Eleventy-one. Eleventy-one. A milestone marked by cards and letters, food crates and ale barrels, banners beneath the Party Tree, and strictly no admittance except on party business.

Then Gandalf arrives on his doorstep - so perhaps yes, admittance, too, for very old friends - with the smell of flint and fireworks hanging in the air, and Frodo is smiling. Laughing.

All his adventures, and heartbreak, feel like a lifetime ago.

But there is still that call, deep within his bones, a whisper once that is now grown into less of a clamour and more of a song that winds itself in and around his heart (like it had been, at the very start, at the beginning of all things).

"You mean to go, then?" Gandalf asks him suddenly, over tea and eggs, and something about the Grey Wizard's question startles an answer out of him.

"Yes." He frowns, somewhat surprised at the word, but when he opens his mouth again, there are only more words. "I want to see mountains again, Gandalf, the mountains..."

The Lonely Mountain.

He thinks Frodo would want to see it too. But no, Frodo's place is here. Here, in the green hills and little rivers. Not in cold lakes and dark mountain tombs. Peace and quiet, and good-tilled earth is all the boy needs; he should not need to know of blood and death and (any more) loss.

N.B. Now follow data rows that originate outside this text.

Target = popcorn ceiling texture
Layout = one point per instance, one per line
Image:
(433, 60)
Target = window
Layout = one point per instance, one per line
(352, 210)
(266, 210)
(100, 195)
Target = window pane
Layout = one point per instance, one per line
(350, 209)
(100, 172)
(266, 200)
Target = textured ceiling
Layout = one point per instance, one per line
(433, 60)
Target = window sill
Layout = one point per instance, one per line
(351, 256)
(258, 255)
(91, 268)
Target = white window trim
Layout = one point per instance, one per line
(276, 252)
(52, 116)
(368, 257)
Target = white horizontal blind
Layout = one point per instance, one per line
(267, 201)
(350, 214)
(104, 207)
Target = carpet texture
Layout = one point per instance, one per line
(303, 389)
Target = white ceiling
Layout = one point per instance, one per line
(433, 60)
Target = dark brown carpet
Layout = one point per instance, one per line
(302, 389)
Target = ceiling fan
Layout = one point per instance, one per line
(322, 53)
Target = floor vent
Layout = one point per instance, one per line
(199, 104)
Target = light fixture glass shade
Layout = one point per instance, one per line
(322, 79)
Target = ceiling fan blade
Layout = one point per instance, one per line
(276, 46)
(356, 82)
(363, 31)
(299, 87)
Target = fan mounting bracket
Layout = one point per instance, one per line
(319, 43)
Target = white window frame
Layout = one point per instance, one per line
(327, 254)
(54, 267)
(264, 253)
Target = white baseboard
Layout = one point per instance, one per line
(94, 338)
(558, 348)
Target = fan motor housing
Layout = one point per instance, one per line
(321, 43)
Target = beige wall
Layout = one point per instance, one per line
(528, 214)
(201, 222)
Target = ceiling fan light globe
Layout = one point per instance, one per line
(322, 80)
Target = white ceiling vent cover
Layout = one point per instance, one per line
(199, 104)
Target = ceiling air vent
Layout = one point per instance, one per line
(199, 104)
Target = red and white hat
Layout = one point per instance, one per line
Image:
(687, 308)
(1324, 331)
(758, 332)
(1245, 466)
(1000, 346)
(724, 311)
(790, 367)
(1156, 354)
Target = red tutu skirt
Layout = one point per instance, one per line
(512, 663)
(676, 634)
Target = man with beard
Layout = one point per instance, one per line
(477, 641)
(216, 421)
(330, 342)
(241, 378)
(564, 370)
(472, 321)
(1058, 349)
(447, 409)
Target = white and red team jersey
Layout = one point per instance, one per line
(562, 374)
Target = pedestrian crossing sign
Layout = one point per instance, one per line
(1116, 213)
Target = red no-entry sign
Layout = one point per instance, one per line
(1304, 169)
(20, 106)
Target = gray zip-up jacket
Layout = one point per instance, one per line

His fingers tremble around his tea cup, and he chalks it down, as he often does these days, to age and nerves. Tiredness, perhaps. Years that stretched on, perhaps like they were never meant to. Spread, like butter over too much bread.

The worries ease in the haze of the pipeweed, however, and he lets the smoke lull him in that familiar way, slipping his thoughts into the evening dusk. He catches Gandalf's eye, twinkling, unchanging.

Yes. He is quite ready for another adventure.